El poeta, rostro triangular, guarda gestos de campesino, voz de trueno, y todo él es un rayo encendido. Cuando habla, se agrieta la América cobriza, y el viento va a esconderse cabizbajo en las grutas recónditas de los Andes.
Había sucedido el milagro, el esplendoroso acontecimiento.
Allá, donde comienza el Sur y la brújula caía de muerte certera, el poeta teutónico, aquel que cuando hablaba, decía poncho, mascarones espumosos, maíz, piedras heridas, y en cada sílaba amasaba una y mil veces el aullido de “Canto general”, arrancaba de la Tierra a un titán abrasador cimentado de versos, madrigales en flor y caminos serpenteados de yedras.
En ese amanecer, Isla Negra chorreaba oscuridad. Los peces y los mástiles, asustadizos, se hundieron en el océano y la misma luz del alba no se atrevió a romper el horizonte de un color nacarado.
Alguien, ante el cadáver del poeta de todos los abandonados del planeta, se abrió las venas y pintó sobre manto de nácar: “...Hay un mensaje escrito en las paredes / y el pueblo, sólo el pueblo, puede verlo.”
Los primeros en leerlo quedaron ciegos, los párpados se cerraron tras mamparas de hierro y la saliva se helaba mientras hervía. Los más viejos supieron entonces que el poeta de América se moría a la intemperie.
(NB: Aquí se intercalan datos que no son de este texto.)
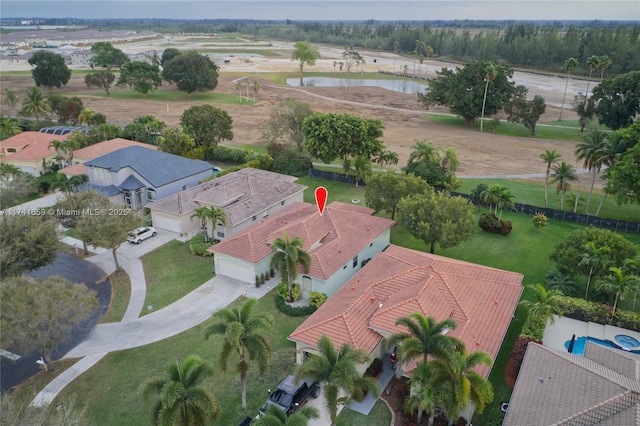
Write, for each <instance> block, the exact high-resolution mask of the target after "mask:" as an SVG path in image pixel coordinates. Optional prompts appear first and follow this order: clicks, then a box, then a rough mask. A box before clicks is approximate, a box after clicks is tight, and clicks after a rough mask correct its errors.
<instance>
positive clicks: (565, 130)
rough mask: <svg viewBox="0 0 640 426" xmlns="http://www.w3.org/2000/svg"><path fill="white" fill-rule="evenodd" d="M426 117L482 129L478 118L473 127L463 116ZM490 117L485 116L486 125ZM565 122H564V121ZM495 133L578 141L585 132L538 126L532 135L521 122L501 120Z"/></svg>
mask: <svg viewBox="0 0 640 426" xmlns="http://www.w3.org/2000/svg"><path fill="white" fill-rule="evenodd" d="M425 119H426V120H429V121H434V122H436V123H440V124H444V125H447V126H452V127H456V128H458V129H464V130H468V131H470V132H478V131H480V121H479V120H476V124H475V125H474V126H473V127H467V126H466V125H465V124H464V119H463V118H462V117H453V116H448V115H439V114H428V115H425ZM490 121H491V120H490V119H487V118H485V127H486V125H487V123H488V122H490ZM563 123H564V122H563ZM495 133H496V134H498V135H505V136H516V137H522V138H532V139H554V140H559V141H573V142H578V141H581V140H582V136H583V135H584V133H580V128H571V129H565V128H562V127H552V126H536V135H535V136H531V135H530V133H529V130H527V128H525V127H524V126H523V125H521V124H515V123H507V122H504V121H501V122H500V125H499V126H498V127H497V128H496V129H495Z"/></svg>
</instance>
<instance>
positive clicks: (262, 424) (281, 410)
mask: <svg viewBox="0 0 640 426" xmlns="http://www.w3.org/2000/svg"><path fill="white" fill-rule="evenodd" d="M318 418H320V412H319V411H318V409H317V408H316V407H310V406H308V405H305V406H304V407H302V408H300V409H299V410H298V411H296V412H295V413H294V414H293V415H292V416H291V417H288V416H287V413H285V411H284V410H282V409H281V408H280V407H278V406H276V405H273V404H272V405H269V406H268V407H267V409H266V410H265V412H264V414H263V415H261V416H260V417H259V418H257V419H256V420H254V421H253V423H252V424H253V425H254V426H307V425H308V424H309V420H310V419H318Z"/></svg>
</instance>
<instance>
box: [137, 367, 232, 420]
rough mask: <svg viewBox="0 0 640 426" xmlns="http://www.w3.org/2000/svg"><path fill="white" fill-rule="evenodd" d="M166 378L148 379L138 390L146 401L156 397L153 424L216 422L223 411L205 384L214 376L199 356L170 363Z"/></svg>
mask: <svg viewBox="0 0 640 426" xmlns="http://www.w3.org/2000/svg"><path fill="white" fill-rule="evenodd" d="M165 372H166V376H164V377H153V378H151V379H148V380H147V381H145V382H144V383H142V385H140V387H139V389H138V394H139V395H140V398H141V399H143V400H147V399H149V397H151V396H152V395H153V396H154V402H153V405H152V406H151V411H150V413H149V417H150V420H151V423H153V424H154V425H163V426H164V425H166V426H205V425H208V424H209V423H210V422H211V421H212V420H217V419H218V418H219V417H220V414H221V413H222V409H221V407H220V404H218V401H217V400H216V398H215V396H213V394H212V393H211V391H210V390H209V389H207V388H206V387H205V386H203V385H202V383H203V382H204V381H205V380H206V379H208V378H209V377H211V376H212V375H213V373H214V370H213V368H212V367H211V366H210V365H209V364H207V363H206V362H204V361H203V360H202V358H200V357H199V356H197V355H189V356H188V357H187V358H186V359H185V360H184V361H183V362H182V363H178V361H177V360H176V361H175V362H174V361H172V362H169V363H168V364H167V365H166V366H165Z"/></svg>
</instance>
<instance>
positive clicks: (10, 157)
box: [0, 132, 68, 161]
mask: <svg viewBox="0 0 640 426" xmlns="http://www.w3.org/2000/svg"><path fill="white" fill-rule="evenodd" d="M67 137H68V135H50V134H47V133H40V132H22V133H20V134H18V135H15V136H12V137H10V138H8V139H5V140H3V141H0V153H1V155H2V158H3V159H4V160H5V161H25V160H26V161H38V160H42V159H43V158H46V157H49V156H51V155H55V153H56V151H55V149H53V147H52V148H49V143H50V142H51V141H53V140H59V141H63V140H65V139H67ZM6 148H16V149H17V152H12V153H8V152H6Z"/></svg>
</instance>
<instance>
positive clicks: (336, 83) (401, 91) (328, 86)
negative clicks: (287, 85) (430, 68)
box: [287, 77, 427, 93]
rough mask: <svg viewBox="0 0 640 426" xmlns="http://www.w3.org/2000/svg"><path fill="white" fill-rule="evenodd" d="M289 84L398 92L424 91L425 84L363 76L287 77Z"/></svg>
mask: <svg viewBox="0 0 640 426" xmlns="http://www.w3.org/2000/svg"><path fill="white" fill-rule="evenodd" d="M287 84H288V85H289V86H297V87H300V86H307V87H314V86H315V87H344V88H349V87H357V86H377V87H382V88H383V89H387V90H393V91H394V92H400V93H418V92H424V91H425V89H426V88H427V86H426V85H425V84H422V83H419V82H417V81H412V80H378V79H364V78H333V77H302V78H288V79H287Z"/></svg>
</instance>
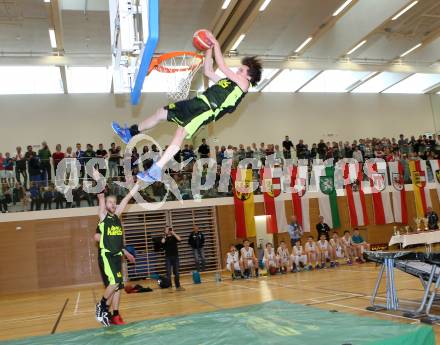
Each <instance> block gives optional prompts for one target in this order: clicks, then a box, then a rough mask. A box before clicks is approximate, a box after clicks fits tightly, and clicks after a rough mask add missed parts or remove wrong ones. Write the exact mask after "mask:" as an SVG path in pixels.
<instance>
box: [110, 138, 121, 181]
mask: <svg viewBox="0 0 440 345" xmlns="http://www.w3.org/2000/svg"><path fill="white" fill-rule="evenodd" d="M108 151H109V155H110V156H109V159H108V170H109V176H110V177H116V176H118V165H119V159H120V156H119V150H118V149H117V148H116V144H115V143H111V145H110V148H109V150H108Z"/></svg>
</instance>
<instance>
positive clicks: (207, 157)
mask: <svg viewBox="0 0 440 345" xmlns="http://www.w3.org/2000/svg"><path fill="white" fill-rule="evenodd" d="M197 152H198V153H199V157H200V158H209V152H210V149H209V145H208V144H207V143H206V139H205V138H203V139H202V144H201V145H200V146H199V149H198V150H197Z"/></svg>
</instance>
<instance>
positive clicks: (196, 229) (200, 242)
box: [188, 225, 206, 271]
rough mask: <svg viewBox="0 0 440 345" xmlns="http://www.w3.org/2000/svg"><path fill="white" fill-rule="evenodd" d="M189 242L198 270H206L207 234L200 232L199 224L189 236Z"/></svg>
mask: <svg viewBox="0 0 440 345" xmlns="http://www.w3.org/2000/svg"><path fill="white" fill-rule="evenodd" d="M188 244H189V245H190V246H191V248H192V250H193V254H194V260H195V262H196V270H197V271H200V270H202V271H203V270H204V269H205V264H206V260H205V254H204V250H203V247H204V246H205V235H203V233H202V232H200V229H199V227H198V226H197V225H195V226H194V229H193V231H192V232H191V234H190V235H189V237H188Z"/></svg>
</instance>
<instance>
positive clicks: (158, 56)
mask: <svg viewBox="0 0 440 345" xmlns="http://www.w3.org/2000/svg"><path fill="white" fill-rule="evenodd" d="M179 56H192V57H193V58H194V59H193V60H194V63H193V64H192V65H190V66H187V67H183V68H182V67H176V68H175V67H172V66H161V64H162V63H163V62H164V61H167V60H170V59H173V58H176V57H179ZM202 61H203V55H200V54H197V53H194V52H185V51H176V52H170V53H166V54H162V55H161V56H158V57H154V58H153V59H152V60H151V65H150V69H149V70H148V73H150V72H151V71H152V70H154V69H155V70H156V71H158V72H162V73H176V72H188V71H192V70H194V69H196V68H197V67H199V65H200V64H201V63H202Z"/></svg>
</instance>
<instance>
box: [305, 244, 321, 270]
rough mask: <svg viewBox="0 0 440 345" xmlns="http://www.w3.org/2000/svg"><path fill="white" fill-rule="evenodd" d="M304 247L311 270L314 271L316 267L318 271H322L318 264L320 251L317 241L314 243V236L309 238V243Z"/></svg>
mask: <svg viewBox="0 0 440 345" xmlns="http://www.w3.org/2000/svg"><path fill="white" fill-rule="evenodd" d="M304 247H305V248H304V249H305V252H306V255H307V262H308V263H309V270H312V269H313V266H315V268H316V269H320V268H321V267H320V266H319V264H318V256H319V251H318V247H317V246H316V243H315V241H313V236H309V237H307V242H306V244H305V246H304ZM313 263H314V265H313Z"/></svg>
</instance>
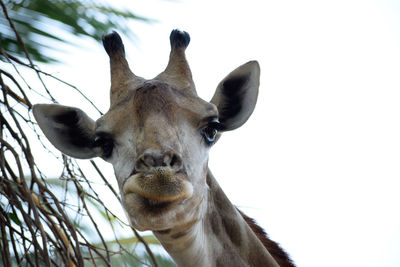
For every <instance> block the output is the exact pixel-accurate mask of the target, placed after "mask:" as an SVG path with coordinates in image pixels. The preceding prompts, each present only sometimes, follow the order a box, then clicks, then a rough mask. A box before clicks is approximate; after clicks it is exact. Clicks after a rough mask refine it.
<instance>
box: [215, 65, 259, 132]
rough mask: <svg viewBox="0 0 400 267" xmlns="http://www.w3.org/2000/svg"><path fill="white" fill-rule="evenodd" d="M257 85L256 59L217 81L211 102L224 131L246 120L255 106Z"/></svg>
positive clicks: (236, 126) (234, 70)
mask: <svg viewBox="0 0 400 267" xmlns="http://www.w3.org/2000/svg"><path fill="white" fill-rule="evenodd" d="M259 85H260V66H259V64H258V62H257V61H250V62H248V63H246V64H244V65H242V66H240V67H238V68H237V69H235V70H234V71H232V72H231V73H230V74H229V75H228V76H226V77H225V79H223V80H222V81H221V82H220V83H219V85H218V87H217V90H216V91H215V94H214V96H213V98H212V99H211V103H213V104H214V105H216V106H217V109H218V113H219V122H220V123H221V124H222V128H223V129H224V131H229V130H234V129H236V128H238V127H240V126H242V125H243V124H244V123H245V122H246V121H247V119H248V118H249V117H250V115H251V114H252V113H253V110H254V108H255V106H256V102H257V96H258V87H259Z"/></svg>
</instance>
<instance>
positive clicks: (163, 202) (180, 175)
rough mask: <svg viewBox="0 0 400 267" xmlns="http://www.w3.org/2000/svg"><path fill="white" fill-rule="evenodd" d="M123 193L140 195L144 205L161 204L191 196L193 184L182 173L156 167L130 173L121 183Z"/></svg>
mask: <svg viewBox="0 0 400 267" xmlns="http://www.w3.org/2000/svg"><path fill="white" fill-rule="evenodd" d="M123 193H124V194H125V195H127V194H131V193H134V194H136V195H138V196H140V197H141V198H143V199H145V204H146V206H163V205H165V204H167V203H171V202H175V201H177V200H182V199H186V198H189V197H191V196H192V194H193V186H192V184H191V183H190V182H189V181H188V180H187V177H186V175H185V174H184V173H174V172H173V171H171V170H169V169H166V168H158V169H157V170H155V171H154V172H151V173H136V174H133V175H131V176H130V177H129V178H128V179H127V180H126V182H125V184H124V185H123Z"/></svg>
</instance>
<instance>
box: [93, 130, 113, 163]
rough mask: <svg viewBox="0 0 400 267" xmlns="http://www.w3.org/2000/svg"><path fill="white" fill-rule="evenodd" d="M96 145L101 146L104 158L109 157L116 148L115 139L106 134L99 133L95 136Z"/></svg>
mask: <svg viewBox="0 0 400 267" xmlns="http://www.w3.org/2000/svg"><path fill="white" fill-rule="evenodd" d="M94 146H95V147H100V148H101V150H102V152H103V153H102V156H103V157H104V158H109V157H111V155H112V151H113V148H114V141H113V139H112V138H111V137H109V136H106V135H97V136H96V137H95V138H94Z"/></svg>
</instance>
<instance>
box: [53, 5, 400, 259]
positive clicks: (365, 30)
mask: <svg viewBox="0 0 400 267" xmlns="http://www.w3.org/2000/svg"><path fill="white" fill-rule="evenodd" d="M128 2H129V7H130V8H131V9H132V10H133V11H134V12H136V13H138V14H140V15H143V16H147V17H152V18H156V19H157V20H158V21H159V23H153V24H144V23H138V22H135V23H132V30H133V31H134V32H135V33H136V34H137V37H138V39H139V40H138V41H136V42H135V43H130V42H129V40H126V39H125V47H126V52H127V55H128V59H129V62H130V65H131V68H132V69H133V71H134V72H135V73H136V74H137V75H140V76H143V77H145V78H152V77H154V76H156V75H157V74H158V73H159V72H161V71H162V70H163V69H164V67H165V66H166V63H167V60H168V55H169V39H168V38H169V33H170V31H171V30H172V29H174V28H180V29H182V30H186V31H188V32H189V33H190V35H191V44H190V45H189V48H188V49H187V57H188V60H189V63H190V65H191V68H192V72H193V75H194V79H195V83H196V85H197V90H198V92H199V94H200V96H203V97H204V98H205V99H210V98H211V96H212V95H213V92H214V89H215V87H216V85H217V84H218V82H219V81H220V80H221V79H222V78H223V77H224V76H225V75H227V74H228V73H229V72H230V71H231V70H233V69H234V68H236V67H237V66H239V65H241V64H243V63H245V62H247V61H248V60H252V59H256V60H258V61H259V62H260V65H261V71H262V76H261V87H260V94H259V100H258V104H257V107H256V110H255V112H254V114H253V116H252V117H251V118H250V120H249V121H248V122H247V123H246V124H245V125H244V126H243V127H242V128H240V129H238V130H236V131H234V132H229V133H226V134H224V136H223V137H222V138H221V139H220V141H219V143H218V144H217V145H216V146H215V147H214V148H213V151H212V152H211V156H210V166H211V169H212V171H213V173H214V175H215V176H216V178H217V179H218V181H219V183H220V184H221V186H222V188H223V189H224V191H225V192H226V194H227V195H228V197H229V198H230V199H231V200H232V202H233V203H234V204H236V205H238V206H239V207H240V208H241V209H242V210H244V211H245V212H246V213H247V214H248V215H250V216H252V217H254V218H255V219H256V220H257V221H258V222H259V223H260V225H261V226H263V227H264V228H265V229H266V231H267V232H268V233H269V234H270V236H271V238H272V239H274V240H276V241H278V242H279V243H281V244H282V246H283V247H284V248H285V249H286V250H287V251H288V252H289V253H290V255H291V256H292V257H293V259H294V261H295V262H296V263H297V264H298V266H307V267H312V266H315V267H320V266H364V267H367V266H379V267H381V266H393V267H395V266H400V212H399V210H400V209H399V204H400V186H399V185H400V182H399V179H400V164H399V163H400V75H399V74H400V49H399V48H400V16H399V14H400V13H399V11H400V3H399V2H398V1H384V0H380V1H378V0H376V1H369V0H363V1H361V0H360V1H355V0H346V1H344V0H343V1H341V0H339V1H338V0H336V1H296V0H293V1H251V0H247V1H232V0H231V1H228V0H224V1H211V0H203V1H178V2H172V1H161V0H146V1H143V0H142V1H125V2H124V3H128ZM113 3H115V1H113ZM122 37H123V38H124V36H122ZM78 41H79V42H80V43H79V46H82V47H81V48H79V49H78V48H68V49H69V50H68V52H67V53H66V54H64V57H65V56H66V58H65V61H66V62H67V64H65V65H57V66H55V67H54V69H51V70H50V71H54V73H55V74H57V75H58V76H60V77H61V78H63V79H64V80H67V81H71V82H72V83H73V84H75V85H77V86H78V87H79V88H83V89H84V92H85V93H87V94H88V95H90V96H91V98H93V100H94V101H95V103H96V104H98V105H99V106H100V107H101V108H102V110H103V111H106V110H107V107H108V89H109V66H108V58H107V55H106V53H105V52H104V51H103V49H102V48H101V46H99V45H98V44H95V43H94V42H92V41H90V40H87V39H86V40H85V39H84V40H83V41H82V39H78ZM63 60H64V59H63ZM60 96H63V91H62V90H60ZM59 99H65V102H63V104H68V105H74V106H78V107H80V108H82V109H83V110H85V111H88V112H89V113H91V112H92V113H91V114H96V113H94V112H93V111H91V110H90V108H89V107H88V106H87V104H80V103H76V100H75V99H74V98H70V99H67V98H65V96H63V97H60V98H59ZM105 168H108V169H111V167H110V166H107V167H105ZM110 172H111V171H110ZM110 179H114V178H113V177H111V178H110Z"/></svg>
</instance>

Pablo, el juglar, recorrió envuelto en mortaja azulina, frente a aquellos acantilados cara a la furia del Pacifico toda la gama de la lírica. En su primera etapa juvenil – “nosotros, los de entonces, ya no somos los mismos” - cruzó volando el húmedo sendero vaporoso del romanticismo, y así, en “Veinte poemas de amor y una canción desesperada” nos legó el libro que casi hunde toda la poesía amorosa europea, desde los romances anónimos del siglo XV, pasando por los resquemores apasionados de Jorge Manrique, Juan de Encina, Baltasar del Alcázar, Lope de Vega, hasta varar en las “Nanas de la cebolla” o en las faldas de aquella casada infiel que todos en algún momento, envuelta en polvo y sudor, nos hemos llevado a la sombra de los cañaverales del río.
Al pie de la tumba lo esperaba esa mañana Gabriela Mistral, la “maestra pequeña y frágil”, cuya obra, de una sexualidad erótica arrebatadora, estaba alzada sobre uvas y vientos. De ella, el poeta bebió hasta el hastío. Era agua fresca para el jolgorio de su espíritu.
Aquel día lejano del adiós perpetuo, el viento en los arrecifes de Isla había huido a los promontorios, mientras sobre Santiago los borceguíes de los militares pisaban el mosto de la libertad para hacer vino de sangre. En el Palacio ya estaba - sombra y miedo - sentado el autócrata.
Hoy todo es evocación, y aún así, escuece el doliente recuerdo.
Chile ya no es la misma, y nosotros – aún sin saberlo por muchos esfuerzos que hagamos – quizás tampoco. En alguna parte del cuerpo hendido escuecen las estribaciones del alma, el aliento tirita y hay carámbanos en las ventanas de la mirada.